Lorenzo Coretti

Lorenzo Coretti

  • University of Westminster
  • Media, Arts and Design
Participant in 2011

Phd Projects


Facebook vs. Berlusconi: Online Social Networks, grassroots movements and democracy in Italy

On 5th December 2009, hundreds of thousands of Italian citizens took to the streets of Rome to say ‘no’ to the policies of Silvio Berlusconi’s government and to demand his resignation as prime minister. The demonstration was planned and organised mainly on Facebook by a group of bloggers. On the same day, organised by Italians living abroad, other demonstrations took place in London, Berlin, Madrid, New York, Paris and Sydney, to name but a few. A single-issue protest rapidly evolved into a social movement, called ‘popolo viola’, or ‘purple people’. The colour purple was chosen because it had not previously been associated with any political movement, as a word to the wise that the movement was not linked to any political party. New groups and pages appeared on Facebook: apart from the page ‘popolo viola’, counting more than 430,000 members (data July 2011), thousands of pages and groups appeared at local level, inside and outside Italy. Through a case study focusing on popolo viola, this research project intends to assess the correlation between the use of Facebook and the development of Social Movements Organisations throughout their life cycle. Moreover, the impact of the use of Facebook on organisational processes and movements’ structure will be evaluated. The methodology adopted for this purpose comprises a triangulation of both quantitative and qualitative methods: on the one hand, a trend analysis of membership and interaction level on the popolo viola Facebook page, and a survey; on the other hand, in-depth interviews with the most active members of the movement, and a content analysis of the online conversation among activists. The hypothesis is that while, from one standpoint, Facebook proved to be a formidable mobilising structure for social movements, its own structure failed to provide movements with a shared management of the resources provided by the popular social network site.
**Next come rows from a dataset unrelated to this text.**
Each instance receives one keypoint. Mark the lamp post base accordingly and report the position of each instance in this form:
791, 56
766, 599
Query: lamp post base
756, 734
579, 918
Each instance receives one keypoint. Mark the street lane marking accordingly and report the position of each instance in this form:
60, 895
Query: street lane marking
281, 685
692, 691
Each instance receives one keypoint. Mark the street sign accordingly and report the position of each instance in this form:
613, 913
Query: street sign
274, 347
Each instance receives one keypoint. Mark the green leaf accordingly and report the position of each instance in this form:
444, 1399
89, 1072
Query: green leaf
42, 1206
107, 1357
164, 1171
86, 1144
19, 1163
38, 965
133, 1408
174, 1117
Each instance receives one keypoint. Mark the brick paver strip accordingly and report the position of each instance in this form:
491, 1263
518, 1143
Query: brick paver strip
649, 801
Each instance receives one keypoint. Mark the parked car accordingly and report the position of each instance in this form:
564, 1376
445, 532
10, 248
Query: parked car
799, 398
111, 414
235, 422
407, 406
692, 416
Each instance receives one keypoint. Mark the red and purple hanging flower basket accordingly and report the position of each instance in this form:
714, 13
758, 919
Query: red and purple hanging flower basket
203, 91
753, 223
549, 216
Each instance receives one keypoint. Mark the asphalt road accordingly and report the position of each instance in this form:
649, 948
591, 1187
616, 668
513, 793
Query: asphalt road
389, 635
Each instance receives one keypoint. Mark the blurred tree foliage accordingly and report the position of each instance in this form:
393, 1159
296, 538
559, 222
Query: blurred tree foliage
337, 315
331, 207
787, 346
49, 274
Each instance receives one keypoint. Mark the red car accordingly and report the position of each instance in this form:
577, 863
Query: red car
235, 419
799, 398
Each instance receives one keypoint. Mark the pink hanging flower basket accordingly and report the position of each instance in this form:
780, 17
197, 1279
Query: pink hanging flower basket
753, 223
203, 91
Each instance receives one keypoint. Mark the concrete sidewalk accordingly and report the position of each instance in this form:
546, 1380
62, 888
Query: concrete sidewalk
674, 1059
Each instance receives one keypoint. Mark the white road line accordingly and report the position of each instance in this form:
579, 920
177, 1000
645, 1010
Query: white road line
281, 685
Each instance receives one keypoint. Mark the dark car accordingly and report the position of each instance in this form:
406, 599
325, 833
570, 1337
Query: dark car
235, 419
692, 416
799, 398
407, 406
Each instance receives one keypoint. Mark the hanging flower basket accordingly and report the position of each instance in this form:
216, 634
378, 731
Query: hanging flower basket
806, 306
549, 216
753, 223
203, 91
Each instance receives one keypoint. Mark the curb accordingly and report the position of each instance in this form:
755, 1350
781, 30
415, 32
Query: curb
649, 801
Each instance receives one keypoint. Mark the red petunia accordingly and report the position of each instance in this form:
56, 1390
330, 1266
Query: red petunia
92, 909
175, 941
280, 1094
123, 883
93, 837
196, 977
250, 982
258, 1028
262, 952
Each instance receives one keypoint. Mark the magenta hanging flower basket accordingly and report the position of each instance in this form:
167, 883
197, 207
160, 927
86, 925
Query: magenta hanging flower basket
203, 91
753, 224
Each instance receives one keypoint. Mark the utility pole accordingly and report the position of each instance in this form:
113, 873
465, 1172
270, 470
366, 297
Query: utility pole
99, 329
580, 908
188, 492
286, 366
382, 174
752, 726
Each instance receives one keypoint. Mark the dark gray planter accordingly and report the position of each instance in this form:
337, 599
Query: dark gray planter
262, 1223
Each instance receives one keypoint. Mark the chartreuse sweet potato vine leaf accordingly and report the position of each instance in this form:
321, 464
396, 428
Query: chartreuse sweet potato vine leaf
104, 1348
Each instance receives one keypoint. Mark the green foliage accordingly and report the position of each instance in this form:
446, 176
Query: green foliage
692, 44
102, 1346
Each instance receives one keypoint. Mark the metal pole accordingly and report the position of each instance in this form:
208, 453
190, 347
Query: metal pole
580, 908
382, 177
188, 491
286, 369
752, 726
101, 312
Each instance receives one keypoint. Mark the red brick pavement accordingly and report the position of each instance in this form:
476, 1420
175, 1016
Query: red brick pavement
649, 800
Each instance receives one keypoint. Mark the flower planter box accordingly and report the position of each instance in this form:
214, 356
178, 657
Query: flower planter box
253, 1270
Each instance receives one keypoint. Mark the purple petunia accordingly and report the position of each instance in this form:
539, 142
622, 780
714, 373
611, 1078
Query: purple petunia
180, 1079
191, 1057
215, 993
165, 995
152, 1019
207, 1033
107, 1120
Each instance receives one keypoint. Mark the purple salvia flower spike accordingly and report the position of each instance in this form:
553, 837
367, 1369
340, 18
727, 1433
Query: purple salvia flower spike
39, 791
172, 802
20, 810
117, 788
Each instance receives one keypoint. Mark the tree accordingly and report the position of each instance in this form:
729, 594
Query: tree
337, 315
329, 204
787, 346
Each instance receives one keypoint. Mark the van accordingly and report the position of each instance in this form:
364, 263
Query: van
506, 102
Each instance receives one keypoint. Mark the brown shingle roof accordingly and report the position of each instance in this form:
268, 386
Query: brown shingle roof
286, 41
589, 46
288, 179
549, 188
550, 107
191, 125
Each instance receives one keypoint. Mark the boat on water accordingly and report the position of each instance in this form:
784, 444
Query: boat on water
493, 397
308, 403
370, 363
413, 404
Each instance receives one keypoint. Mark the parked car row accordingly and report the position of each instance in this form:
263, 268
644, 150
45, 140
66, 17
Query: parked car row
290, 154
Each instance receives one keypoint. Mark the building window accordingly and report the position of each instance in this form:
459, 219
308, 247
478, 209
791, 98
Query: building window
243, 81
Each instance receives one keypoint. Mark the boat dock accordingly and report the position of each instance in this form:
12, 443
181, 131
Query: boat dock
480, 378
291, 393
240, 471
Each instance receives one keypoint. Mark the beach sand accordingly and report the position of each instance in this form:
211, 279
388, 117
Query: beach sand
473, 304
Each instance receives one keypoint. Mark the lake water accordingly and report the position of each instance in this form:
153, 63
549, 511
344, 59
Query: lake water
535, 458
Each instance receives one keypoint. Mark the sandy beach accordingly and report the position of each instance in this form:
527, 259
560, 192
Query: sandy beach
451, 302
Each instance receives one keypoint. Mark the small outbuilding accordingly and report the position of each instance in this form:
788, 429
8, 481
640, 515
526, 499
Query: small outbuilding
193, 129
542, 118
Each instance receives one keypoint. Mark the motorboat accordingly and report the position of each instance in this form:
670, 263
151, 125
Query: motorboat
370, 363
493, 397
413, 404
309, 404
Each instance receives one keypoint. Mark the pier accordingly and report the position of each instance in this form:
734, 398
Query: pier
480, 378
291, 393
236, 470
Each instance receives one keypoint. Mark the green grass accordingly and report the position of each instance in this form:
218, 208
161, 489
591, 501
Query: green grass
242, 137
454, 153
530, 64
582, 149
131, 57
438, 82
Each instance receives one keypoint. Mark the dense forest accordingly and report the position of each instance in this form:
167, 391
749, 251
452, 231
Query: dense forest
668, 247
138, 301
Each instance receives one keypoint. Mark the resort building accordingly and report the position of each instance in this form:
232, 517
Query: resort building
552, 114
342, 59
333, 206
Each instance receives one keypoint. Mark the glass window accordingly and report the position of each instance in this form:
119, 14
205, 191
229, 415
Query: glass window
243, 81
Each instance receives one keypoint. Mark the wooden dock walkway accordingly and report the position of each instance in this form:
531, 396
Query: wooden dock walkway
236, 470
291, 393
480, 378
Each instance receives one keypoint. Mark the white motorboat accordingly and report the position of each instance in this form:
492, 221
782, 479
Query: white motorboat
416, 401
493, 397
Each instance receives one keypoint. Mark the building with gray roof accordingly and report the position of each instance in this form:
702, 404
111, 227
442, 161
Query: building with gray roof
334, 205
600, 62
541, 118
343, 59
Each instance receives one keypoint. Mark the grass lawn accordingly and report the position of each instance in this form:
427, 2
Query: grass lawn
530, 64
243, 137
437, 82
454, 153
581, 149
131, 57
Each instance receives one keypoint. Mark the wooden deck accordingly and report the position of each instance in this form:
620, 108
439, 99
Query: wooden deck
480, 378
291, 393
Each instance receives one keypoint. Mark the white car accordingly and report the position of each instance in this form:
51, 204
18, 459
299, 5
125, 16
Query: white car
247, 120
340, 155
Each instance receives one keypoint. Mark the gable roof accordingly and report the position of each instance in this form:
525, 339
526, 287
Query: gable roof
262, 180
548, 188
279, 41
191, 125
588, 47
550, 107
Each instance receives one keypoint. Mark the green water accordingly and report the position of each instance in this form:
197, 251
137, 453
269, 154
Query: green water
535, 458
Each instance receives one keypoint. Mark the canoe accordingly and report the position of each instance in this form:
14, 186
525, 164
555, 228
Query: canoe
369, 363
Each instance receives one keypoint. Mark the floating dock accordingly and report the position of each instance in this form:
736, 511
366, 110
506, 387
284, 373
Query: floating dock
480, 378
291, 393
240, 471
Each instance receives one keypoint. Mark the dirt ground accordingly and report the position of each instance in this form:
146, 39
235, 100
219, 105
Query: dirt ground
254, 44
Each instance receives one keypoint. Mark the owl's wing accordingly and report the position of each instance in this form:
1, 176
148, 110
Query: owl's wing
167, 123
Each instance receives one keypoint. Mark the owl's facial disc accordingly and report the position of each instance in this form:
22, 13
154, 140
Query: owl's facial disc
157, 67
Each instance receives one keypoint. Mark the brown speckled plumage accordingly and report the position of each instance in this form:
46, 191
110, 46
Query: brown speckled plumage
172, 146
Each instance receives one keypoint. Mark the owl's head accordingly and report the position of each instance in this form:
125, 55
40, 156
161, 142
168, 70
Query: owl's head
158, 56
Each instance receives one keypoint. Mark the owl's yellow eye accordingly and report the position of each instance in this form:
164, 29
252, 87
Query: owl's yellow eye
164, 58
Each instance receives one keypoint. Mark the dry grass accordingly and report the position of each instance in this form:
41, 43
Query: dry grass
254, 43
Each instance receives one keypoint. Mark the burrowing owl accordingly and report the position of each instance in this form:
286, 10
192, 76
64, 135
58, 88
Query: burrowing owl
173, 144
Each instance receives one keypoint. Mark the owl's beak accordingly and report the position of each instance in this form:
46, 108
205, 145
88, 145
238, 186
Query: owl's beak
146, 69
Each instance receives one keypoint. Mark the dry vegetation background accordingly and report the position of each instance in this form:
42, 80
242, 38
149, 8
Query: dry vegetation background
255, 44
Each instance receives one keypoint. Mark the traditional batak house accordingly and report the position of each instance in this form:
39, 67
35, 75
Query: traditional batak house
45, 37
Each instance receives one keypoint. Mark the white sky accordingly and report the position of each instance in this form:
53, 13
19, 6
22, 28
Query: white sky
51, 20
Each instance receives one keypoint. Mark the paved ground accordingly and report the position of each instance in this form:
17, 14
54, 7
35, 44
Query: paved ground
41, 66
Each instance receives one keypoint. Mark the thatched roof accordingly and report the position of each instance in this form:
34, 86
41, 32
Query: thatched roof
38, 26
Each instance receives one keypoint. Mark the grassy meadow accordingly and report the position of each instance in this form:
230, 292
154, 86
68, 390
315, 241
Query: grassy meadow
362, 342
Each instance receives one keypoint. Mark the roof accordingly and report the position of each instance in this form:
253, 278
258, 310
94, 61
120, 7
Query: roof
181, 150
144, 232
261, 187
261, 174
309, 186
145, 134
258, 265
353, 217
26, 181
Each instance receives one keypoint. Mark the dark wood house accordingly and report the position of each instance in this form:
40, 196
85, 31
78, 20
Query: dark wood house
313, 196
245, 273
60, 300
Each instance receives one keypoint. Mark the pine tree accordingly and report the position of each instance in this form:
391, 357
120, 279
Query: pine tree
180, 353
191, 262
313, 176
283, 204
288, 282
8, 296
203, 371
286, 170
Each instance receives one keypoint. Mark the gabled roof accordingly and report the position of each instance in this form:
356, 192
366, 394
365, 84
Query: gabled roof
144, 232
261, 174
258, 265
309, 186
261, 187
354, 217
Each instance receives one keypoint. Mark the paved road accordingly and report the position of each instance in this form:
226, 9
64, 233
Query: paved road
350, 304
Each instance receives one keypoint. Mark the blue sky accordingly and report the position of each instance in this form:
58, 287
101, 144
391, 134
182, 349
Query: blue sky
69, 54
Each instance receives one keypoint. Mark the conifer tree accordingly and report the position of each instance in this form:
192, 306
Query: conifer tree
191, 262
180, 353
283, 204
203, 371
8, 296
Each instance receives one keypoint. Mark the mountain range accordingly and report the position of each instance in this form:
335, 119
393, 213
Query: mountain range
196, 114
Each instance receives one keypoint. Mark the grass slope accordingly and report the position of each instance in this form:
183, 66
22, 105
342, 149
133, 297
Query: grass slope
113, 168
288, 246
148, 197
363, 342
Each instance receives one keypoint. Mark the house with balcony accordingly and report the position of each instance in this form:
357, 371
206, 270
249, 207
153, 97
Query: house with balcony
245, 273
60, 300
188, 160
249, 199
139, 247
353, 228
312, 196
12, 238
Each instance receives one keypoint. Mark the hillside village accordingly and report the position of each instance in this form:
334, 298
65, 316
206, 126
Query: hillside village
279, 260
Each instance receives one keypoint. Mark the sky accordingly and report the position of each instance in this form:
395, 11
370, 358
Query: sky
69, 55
The lack of opportunity to manage Facebook pages and groups according to commonly agreed values not only led to controversial management of the Facebook page of popolo viola, but even led to internal divisions that hindered the potential of the movement. I hope that the key contributions of this project will be a cross-disciplinary literature review and a novel ethnographic study, both of which will come together to form a new, theoretically and empirically grounded understanding of how social movements are developing in the age of convergence.